The following Commercial practice note provides comprehensive and up to date legal information covering:

  • Execution formalities—other receivers
  • Capacity
  • Simple contracts
  • Deeds
  • Who can act as a witness
  • HM Land Registry requirements

Execution formalities—other receivers

This Practice Note provides practical guidance on the proper execution of simple contracts and deeds for receivers other than administrative receivers.


A receiver is a manager of the whole (or substantially the whole) of a company's property. They are appointed by or on behalf of the holders of any debenture secured by a charge that, when created, was a floating charge. They must be a qualified insolvency practitioner.

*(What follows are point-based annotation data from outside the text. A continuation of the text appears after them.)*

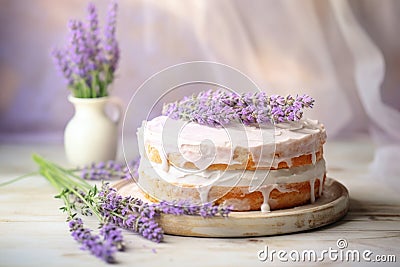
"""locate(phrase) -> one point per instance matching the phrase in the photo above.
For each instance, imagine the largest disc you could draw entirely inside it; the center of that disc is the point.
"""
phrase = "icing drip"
(312, 191)
(184, 142)
(266, 191)
(313, 157)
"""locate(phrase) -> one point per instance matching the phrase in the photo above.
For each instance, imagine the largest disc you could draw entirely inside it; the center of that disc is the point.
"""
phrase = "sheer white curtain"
(343, 53)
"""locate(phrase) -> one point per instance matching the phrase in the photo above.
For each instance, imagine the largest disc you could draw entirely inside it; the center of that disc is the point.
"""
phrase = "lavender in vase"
(88, 63)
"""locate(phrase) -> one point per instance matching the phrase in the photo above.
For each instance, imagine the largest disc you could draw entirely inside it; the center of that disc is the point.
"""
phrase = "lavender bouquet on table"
(88, 63)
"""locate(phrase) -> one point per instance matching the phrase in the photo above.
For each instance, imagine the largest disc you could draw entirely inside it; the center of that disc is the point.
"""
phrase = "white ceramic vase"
(91, 135)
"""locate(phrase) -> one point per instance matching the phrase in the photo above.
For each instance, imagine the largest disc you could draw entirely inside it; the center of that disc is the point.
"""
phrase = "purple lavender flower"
(87, 62)
(103, 171)
(217, 108)
(137, 215)
(63, 64)
(94, 50)
(111, 48)
(110, 170)
(92, 243)
(113, 235)
(79, 50)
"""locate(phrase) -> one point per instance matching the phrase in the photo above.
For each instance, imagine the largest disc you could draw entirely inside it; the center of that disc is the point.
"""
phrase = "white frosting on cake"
(179, 142)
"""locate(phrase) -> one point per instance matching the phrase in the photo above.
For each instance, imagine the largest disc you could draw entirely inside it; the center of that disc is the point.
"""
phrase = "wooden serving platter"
(329, 208)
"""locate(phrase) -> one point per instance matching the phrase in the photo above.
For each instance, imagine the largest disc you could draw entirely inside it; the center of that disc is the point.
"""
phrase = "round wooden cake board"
(327, 209)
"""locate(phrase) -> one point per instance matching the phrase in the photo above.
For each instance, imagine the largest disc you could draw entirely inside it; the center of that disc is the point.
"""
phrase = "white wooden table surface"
(33, 231)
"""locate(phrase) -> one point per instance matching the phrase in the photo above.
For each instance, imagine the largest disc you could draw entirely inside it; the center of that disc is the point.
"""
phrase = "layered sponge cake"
(246, 164)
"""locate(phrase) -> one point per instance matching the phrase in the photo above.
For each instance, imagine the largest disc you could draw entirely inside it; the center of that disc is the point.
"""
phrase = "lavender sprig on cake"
(221, 107)
(88, 63)
(112, 210)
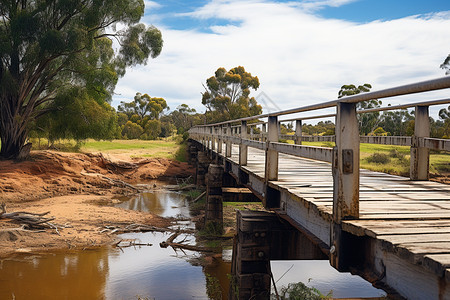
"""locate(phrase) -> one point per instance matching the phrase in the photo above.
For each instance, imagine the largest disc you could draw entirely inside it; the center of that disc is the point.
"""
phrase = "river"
(151, 272)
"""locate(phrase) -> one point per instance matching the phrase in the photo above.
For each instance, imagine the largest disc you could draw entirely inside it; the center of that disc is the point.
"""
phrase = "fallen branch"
(124, 243)
(31, 220)
(170, 242)
(199, 197)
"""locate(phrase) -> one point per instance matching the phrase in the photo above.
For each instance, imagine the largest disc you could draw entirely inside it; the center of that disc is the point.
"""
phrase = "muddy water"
(151, 272)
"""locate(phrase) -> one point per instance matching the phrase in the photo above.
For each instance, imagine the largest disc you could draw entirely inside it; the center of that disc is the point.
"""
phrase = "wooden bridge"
(391, 230)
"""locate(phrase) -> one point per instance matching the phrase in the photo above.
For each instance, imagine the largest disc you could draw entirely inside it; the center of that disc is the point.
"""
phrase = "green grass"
(399, 163)
(166, 148)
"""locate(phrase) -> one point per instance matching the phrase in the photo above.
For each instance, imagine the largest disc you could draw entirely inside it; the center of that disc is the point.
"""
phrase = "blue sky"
(301, 51)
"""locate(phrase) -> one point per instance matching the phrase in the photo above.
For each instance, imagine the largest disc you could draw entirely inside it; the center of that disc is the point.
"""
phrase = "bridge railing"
(344, 156)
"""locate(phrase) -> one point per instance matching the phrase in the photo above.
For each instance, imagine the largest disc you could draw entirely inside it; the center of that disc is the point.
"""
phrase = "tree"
(143, 105)
(81, 118)
(396, 122)
(53, 47)
(183, 117)
(444, 114)
(227, 94)
(446, 65)
(367, 121)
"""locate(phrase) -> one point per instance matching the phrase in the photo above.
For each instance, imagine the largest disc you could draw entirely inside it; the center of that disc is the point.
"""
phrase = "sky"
(302, 51)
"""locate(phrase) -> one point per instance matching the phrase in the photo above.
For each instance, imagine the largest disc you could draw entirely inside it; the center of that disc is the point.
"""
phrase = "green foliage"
(226, 95)
(396, 122)
(213, 289)
(446, 65)
(49, 49)
(379, 132)
(142, 106)
(379, 158)
(368, 121)
(132, 130)
(299, 291)
(321, 128)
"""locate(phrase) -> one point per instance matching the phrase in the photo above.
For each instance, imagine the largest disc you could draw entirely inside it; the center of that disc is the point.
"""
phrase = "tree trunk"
(12, 132)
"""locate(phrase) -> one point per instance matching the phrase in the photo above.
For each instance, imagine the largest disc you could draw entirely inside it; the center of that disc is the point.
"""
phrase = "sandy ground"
(78, 191)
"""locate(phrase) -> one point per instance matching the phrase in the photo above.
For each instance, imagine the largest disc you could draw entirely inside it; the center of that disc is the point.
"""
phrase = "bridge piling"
(214, 199)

A bank or lender would ordinarily take security over a company’s assets to secure lending to the company by way of a debenture. The debenture will include powers to appoint a receiver. If an event of default occurs under the loan agreement between the business and the bank, the latter may enforce the security under the debenture by appointing a receiver to recover moneys then due.

For more information on receivership generally see Practice Note: Receivership—an introductory guide.

The most important thing to note as far as the execution of documents is concerned is that once a receiver has been appointed to a company, the directors of that company cease to have any capacity to enter into contracts or execute deeds.

The effect of the appointment of a receiver is to take the management of the affairs, business and property of the company away from the directors and vest it with the receiver.